6 Ah! How great a dignity! He vouch-safed “to be called their God.” What do you say? He is called the God of the earth, and the God of Heaven, and have you set it down as a great thing that “He is not ashamed to be called their God”? Great and truly great this is, and a proof of exceeding blessedness. How? Because He is called God of earth and of heaven as also of the Gentiles: in that He created and formed them: but [God] of those holy men, not in this sense, but as some true friend.
And I will make it plain to you by an example; as in the case of [slaves] in large households, when any of those placed over the household are very highly esteemed, and manage everything themselves, and can use great freedom towards their masters, the Master is called after them, and one may find many so called. But what do I say? As we might say the God, not of the Gentiles but of the world, so we might say “the God of Abraham.” But you do not know how great a dignity this is, because we do not attain to it.

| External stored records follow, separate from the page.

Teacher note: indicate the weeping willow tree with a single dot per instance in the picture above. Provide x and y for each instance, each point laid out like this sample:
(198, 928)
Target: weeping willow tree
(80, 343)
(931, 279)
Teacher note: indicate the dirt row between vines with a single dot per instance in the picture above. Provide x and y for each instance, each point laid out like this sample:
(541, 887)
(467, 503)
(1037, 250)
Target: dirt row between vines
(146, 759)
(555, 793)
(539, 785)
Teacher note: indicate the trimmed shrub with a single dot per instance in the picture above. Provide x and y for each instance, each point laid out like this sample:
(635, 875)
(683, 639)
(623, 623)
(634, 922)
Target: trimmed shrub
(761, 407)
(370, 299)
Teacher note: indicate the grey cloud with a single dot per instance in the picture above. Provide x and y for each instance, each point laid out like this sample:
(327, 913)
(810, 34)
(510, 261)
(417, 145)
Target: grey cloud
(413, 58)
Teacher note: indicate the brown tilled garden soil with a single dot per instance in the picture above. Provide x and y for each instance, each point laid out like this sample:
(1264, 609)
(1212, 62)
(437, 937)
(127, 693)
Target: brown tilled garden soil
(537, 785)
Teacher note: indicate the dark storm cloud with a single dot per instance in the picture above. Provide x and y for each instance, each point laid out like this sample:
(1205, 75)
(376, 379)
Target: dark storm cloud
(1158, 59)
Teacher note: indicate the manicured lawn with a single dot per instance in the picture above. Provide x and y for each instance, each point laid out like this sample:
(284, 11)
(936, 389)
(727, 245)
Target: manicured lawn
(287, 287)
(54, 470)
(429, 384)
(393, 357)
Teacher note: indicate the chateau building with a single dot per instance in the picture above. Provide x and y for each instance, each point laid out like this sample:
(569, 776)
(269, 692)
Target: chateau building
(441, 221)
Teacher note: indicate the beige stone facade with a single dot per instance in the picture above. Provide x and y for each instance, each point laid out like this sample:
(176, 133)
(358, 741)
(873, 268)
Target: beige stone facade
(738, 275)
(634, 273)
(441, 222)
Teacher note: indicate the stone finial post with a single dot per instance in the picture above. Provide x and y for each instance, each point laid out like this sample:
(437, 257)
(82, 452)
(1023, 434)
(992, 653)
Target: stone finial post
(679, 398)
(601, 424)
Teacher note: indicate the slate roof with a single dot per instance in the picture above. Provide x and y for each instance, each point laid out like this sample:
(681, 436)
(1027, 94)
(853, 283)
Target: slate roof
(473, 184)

For as now He is called the Lord of all Christians, and yet the name goes beyond our deserts: consider the greatness if He were called the God of one [person]! He who is called the God of the whole world is “not ashamed to be called” the God of three men: and with good reason: for the saints would turn the scale, I do not say against the world but against ten thousand such. “For one man who does the will of the Lord, is better than ten thousand transgressors.”
Now that they called themselves “strangers” in this sense is manifest. But supposing that they said they were “strangers” on account of the strange land, why did David also [call himself a stranger]? Was not he a king? Was not he a prophet? Did he not spend his life in his own country? Why then does he say, “I am a stranger and a sojourner”? How are you a stranger? “As” (he says) “all my fathers were.” Do you see that they too were strangers? We have a country, he means, but not really our country. But how art you yourself a stranger? As to the earth. Therefore they also [were strangers] in respect of the earth: For “as they were,” he says, so also am I; and as he, so they too.